Robin replies: Actually, Ed, if you wish, I can send you an analysis of those statistics showing that they may not be accurate. They based them on less than 20 half-Jewish people if I read them correctly. Birthright also withdrew a report issued several years ago showing that the trips have little effect on the Jewish identities of any trip participants. The report was promptly buried, but I have a copy of it, and could get you one.

Ed says: “The best way to address the admittedly negative policies and attitudes with which the government and rabbinate in Israel treat people in interfaith relationships is to increase the positive feelings people in interfaith relationships have about Israel so that they will be motivated to participate in efforts to change the negative policies and attitudes.”

Robin: That is what I used to think, but I had to abandon that approach. All that happened was that half-Jewish people, like so many Jews with two Jewish parents, kept quiet about Israel’s poor treatment of interfaith families — they felt positive about Israel, and felt that it would be wrong to mention anything negative about the country, including its poor treatment of people like themselves. So nothing happened among half-Jewish people on these issues.

When I began writing tougher emails and newspaper “talkbacks,” then I gained a more respectful hearing from Israelis. Israelis respect “tough” rather than “nice.”

The three Israeli Jewish organizations fighting this discrimination — Israel Religious Action Center, the Association for the Protection of Mixed Families’ Rights (in Israel), and the New Family — have asked me to do whatever I can to mobilize American Jews to fight the abusive treatment of interfaith families in Israel. They need money and help from American Jews.
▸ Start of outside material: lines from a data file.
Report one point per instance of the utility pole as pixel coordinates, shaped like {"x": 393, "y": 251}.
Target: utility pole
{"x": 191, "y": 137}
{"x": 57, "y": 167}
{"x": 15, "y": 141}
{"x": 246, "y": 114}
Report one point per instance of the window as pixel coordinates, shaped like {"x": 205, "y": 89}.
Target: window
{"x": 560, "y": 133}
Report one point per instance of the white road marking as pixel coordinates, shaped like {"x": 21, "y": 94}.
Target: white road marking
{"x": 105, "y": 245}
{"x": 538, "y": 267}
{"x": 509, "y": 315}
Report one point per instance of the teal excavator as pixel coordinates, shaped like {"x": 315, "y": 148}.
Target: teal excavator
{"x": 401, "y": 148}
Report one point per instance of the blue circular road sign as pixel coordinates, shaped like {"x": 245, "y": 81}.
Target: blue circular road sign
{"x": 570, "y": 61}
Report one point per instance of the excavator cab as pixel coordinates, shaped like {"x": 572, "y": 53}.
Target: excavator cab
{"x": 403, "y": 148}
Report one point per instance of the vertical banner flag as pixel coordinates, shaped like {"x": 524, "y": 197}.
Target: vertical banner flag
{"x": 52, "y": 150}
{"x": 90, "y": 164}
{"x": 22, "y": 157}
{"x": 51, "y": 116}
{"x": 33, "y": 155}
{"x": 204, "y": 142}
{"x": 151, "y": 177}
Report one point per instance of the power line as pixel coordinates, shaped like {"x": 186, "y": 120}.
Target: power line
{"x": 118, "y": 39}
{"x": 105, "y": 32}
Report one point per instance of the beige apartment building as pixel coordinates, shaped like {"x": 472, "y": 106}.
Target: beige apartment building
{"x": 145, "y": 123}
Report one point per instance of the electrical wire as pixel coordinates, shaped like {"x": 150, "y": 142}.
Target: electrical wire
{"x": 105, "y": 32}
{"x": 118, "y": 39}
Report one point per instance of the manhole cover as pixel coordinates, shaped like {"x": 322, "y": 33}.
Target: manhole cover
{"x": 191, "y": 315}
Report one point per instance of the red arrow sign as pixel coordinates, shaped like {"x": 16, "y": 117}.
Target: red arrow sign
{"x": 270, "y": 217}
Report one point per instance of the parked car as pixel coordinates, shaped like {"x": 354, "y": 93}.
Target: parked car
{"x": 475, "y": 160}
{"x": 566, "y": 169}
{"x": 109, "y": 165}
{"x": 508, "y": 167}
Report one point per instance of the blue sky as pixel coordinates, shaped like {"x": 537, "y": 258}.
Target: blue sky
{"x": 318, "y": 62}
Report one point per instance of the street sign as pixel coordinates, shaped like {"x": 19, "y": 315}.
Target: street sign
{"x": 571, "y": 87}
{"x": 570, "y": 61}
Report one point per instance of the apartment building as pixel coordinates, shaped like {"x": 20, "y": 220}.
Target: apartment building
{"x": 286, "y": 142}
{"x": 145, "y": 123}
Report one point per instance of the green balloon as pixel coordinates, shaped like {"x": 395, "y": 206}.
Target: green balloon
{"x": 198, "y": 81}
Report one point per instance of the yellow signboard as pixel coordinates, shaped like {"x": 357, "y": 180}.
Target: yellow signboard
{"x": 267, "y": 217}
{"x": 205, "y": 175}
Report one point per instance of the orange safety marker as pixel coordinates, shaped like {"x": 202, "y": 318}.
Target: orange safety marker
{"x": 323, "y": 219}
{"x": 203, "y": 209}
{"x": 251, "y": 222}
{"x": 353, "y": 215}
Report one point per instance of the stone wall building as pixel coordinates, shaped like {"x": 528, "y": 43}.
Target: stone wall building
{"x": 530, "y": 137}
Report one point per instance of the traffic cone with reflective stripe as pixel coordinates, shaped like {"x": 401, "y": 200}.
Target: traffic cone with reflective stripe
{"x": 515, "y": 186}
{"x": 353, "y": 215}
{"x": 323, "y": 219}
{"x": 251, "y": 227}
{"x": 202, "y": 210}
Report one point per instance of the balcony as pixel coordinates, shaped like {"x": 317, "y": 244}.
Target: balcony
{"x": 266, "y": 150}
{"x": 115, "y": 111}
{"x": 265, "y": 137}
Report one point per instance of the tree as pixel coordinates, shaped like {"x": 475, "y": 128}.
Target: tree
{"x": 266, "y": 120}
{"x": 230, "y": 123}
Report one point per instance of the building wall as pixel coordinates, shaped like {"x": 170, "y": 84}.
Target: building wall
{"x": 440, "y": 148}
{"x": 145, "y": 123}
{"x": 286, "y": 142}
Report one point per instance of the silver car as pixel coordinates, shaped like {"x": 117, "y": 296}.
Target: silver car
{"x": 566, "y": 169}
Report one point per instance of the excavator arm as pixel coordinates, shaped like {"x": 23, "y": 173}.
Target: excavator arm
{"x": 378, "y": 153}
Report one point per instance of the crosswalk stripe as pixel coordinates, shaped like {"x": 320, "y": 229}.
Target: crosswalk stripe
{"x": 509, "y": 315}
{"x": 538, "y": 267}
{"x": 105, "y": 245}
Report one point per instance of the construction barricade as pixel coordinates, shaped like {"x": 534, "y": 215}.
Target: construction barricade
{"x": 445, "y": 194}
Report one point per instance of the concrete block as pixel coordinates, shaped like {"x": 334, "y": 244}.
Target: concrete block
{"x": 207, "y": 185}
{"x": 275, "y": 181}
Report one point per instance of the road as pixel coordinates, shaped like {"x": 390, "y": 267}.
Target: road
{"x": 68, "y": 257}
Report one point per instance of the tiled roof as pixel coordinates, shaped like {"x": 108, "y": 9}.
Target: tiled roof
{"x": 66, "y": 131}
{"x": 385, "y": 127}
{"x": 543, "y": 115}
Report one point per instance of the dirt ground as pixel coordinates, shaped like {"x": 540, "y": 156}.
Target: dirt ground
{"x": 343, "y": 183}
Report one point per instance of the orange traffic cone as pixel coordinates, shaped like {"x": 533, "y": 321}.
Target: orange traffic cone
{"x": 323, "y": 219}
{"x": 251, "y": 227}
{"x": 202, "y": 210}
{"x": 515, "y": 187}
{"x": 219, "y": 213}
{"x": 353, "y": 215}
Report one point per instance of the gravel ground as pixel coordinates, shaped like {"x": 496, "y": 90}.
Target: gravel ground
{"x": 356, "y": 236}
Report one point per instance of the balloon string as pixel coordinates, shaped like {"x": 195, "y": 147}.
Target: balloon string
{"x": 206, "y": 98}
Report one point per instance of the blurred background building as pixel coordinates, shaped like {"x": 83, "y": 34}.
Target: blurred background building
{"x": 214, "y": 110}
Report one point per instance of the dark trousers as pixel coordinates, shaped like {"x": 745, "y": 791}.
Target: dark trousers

They are baffled by American Jews remaining silent on these issues.

They also fight for other causes, such as the rights of Reform and other non-Orthodox Jews in Israel and would welcome donations.

March 8, 2011 at 3:13 am #5574

Robin Margolis

Dear Dana and Ed:

I share your interest in the nomenclature of half-Jewish people, but aren’t we getting a little bit off-topic? If Ed runs an article on “what to call children of intermarriage,” I’d be delighted to comment.
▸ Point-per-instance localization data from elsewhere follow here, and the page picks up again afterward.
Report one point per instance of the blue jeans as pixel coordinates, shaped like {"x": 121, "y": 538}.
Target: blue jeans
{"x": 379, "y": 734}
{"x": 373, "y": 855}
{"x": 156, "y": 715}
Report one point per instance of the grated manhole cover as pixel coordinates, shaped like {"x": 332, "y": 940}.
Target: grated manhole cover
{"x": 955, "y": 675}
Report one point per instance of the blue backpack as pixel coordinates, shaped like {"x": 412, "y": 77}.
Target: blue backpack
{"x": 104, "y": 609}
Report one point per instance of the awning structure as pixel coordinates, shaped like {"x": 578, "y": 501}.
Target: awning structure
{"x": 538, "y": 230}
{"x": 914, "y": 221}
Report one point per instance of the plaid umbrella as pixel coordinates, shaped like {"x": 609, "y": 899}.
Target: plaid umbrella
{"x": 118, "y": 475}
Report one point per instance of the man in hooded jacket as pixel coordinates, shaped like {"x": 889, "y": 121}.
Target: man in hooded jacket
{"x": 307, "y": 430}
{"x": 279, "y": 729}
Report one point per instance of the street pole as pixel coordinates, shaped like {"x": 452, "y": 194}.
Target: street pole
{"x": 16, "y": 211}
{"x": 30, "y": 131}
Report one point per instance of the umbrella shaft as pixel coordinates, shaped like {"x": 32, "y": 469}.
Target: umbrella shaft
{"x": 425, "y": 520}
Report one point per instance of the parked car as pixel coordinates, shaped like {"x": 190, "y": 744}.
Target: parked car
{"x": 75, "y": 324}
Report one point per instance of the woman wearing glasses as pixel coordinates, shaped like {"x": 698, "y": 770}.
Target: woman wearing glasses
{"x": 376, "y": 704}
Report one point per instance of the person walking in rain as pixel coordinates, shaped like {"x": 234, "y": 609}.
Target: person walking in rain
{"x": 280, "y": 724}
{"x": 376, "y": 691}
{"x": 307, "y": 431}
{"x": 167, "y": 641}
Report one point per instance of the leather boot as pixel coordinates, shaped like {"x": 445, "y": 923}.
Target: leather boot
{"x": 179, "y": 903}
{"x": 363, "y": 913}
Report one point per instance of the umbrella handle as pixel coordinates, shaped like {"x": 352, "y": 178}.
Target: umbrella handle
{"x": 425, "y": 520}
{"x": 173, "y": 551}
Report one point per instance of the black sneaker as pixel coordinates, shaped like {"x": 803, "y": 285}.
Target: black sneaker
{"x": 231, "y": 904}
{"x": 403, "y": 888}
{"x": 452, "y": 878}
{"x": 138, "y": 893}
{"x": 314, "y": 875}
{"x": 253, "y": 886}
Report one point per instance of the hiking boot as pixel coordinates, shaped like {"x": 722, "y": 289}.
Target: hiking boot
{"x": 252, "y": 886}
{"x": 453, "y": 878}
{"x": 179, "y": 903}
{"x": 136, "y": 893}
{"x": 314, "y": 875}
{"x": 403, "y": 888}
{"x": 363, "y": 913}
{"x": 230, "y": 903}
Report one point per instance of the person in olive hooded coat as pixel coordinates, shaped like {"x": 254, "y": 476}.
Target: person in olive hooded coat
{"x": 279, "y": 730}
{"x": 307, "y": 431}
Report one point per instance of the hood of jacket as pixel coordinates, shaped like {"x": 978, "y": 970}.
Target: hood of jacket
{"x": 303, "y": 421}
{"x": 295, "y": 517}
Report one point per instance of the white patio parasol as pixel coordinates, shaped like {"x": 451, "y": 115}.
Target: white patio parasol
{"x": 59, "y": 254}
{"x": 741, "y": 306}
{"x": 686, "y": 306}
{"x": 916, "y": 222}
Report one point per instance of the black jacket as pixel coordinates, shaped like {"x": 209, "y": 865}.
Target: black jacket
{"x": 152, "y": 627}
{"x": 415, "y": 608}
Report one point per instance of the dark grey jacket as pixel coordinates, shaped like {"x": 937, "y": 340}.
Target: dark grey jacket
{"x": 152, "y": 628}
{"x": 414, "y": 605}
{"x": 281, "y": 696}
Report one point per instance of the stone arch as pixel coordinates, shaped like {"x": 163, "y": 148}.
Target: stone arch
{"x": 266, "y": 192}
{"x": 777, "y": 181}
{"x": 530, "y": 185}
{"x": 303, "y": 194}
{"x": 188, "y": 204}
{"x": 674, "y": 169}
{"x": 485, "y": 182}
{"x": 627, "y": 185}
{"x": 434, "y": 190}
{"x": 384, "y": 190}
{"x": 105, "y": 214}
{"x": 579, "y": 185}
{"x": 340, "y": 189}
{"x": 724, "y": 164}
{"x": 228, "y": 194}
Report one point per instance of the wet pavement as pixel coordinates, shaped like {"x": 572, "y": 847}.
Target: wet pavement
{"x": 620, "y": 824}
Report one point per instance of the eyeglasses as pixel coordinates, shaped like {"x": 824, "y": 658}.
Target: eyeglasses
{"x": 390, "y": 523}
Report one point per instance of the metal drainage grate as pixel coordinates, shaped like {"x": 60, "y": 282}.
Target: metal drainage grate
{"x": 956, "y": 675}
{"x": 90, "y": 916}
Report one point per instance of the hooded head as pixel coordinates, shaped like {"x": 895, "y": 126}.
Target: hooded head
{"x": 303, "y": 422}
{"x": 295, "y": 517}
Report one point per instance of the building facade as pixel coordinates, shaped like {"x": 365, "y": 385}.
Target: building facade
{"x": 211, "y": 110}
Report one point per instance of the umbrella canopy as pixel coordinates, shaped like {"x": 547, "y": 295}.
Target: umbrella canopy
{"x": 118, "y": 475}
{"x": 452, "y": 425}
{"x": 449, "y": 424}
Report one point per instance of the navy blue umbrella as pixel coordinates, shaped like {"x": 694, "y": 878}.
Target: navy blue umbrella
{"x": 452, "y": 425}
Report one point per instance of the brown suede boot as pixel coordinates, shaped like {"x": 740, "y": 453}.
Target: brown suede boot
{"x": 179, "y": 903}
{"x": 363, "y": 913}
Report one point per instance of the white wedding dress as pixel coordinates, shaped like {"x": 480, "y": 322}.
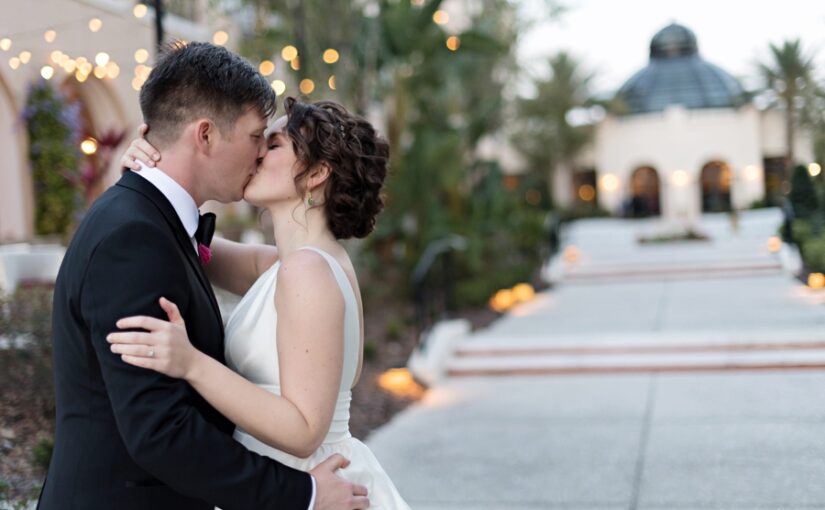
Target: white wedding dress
{"x": 252, "y": 352}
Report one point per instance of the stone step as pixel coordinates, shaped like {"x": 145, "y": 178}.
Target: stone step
{"x": 637, "y": 362}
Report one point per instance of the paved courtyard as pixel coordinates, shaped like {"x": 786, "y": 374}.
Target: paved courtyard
{"x": 681, "y": 375}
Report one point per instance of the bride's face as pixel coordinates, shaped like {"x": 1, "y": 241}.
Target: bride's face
{"x": 274, "y": 180}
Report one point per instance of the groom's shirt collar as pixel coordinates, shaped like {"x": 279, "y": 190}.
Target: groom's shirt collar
{"x": 181, "y": 200}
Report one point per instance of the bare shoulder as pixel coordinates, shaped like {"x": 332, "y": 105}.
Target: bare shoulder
{"x": 306, "y": 271}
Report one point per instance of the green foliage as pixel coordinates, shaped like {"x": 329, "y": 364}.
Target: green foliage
{"x": 53, "y": 128}
{"x": 803, "y": 195}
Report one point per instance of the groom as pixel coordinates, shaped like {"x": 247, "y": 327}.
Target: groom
{"x": 128, "y": 438}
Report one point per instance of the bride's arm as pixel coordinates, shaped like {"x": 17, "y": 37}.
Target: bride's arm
{"x": 310, "y": 349}
{"x": 236, "y": 266}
But I can tie the question of what to call half-Jewish people to our current topic — Israel’s media routinely refers to half-Jewish people as “non-Jews,” “non-halachic Jews,” “shiksas,” “goys,” “Russians,” and many other terms that are much, much, much worse.

I routinely write Israeli media outlets rebuking those who use such terms. I have managed to stop a number of ugly comment threads and other news pieces in their tracks.

I would urge other members of interfaith families to do the same. Israelis pay attention when Americans are polite but firm about unacceptable comments and actions towards interfaith families.

For example, there was an article lauding the Knesset for holding a hearing on basically how to prevent intermarriages in America.

The Israeli commenters on the article were happy to agree that the bad American Jews shouldn’t intermarry and it was time that the Israeli government interferred.

I put a stop to the entire discussion with a simple post headined: “Doesn’t Israel Have Interfaith Families?” I asked if Israel was prepared to take action against its own interfaith families. I was greeted with silence.

Israel’s newspapers are in English, free and online. I’d be happy to assist anyone who wanted to start objecting to the attacks on Israeli and American interfaith families that Israeli newspapers carry virtually every week.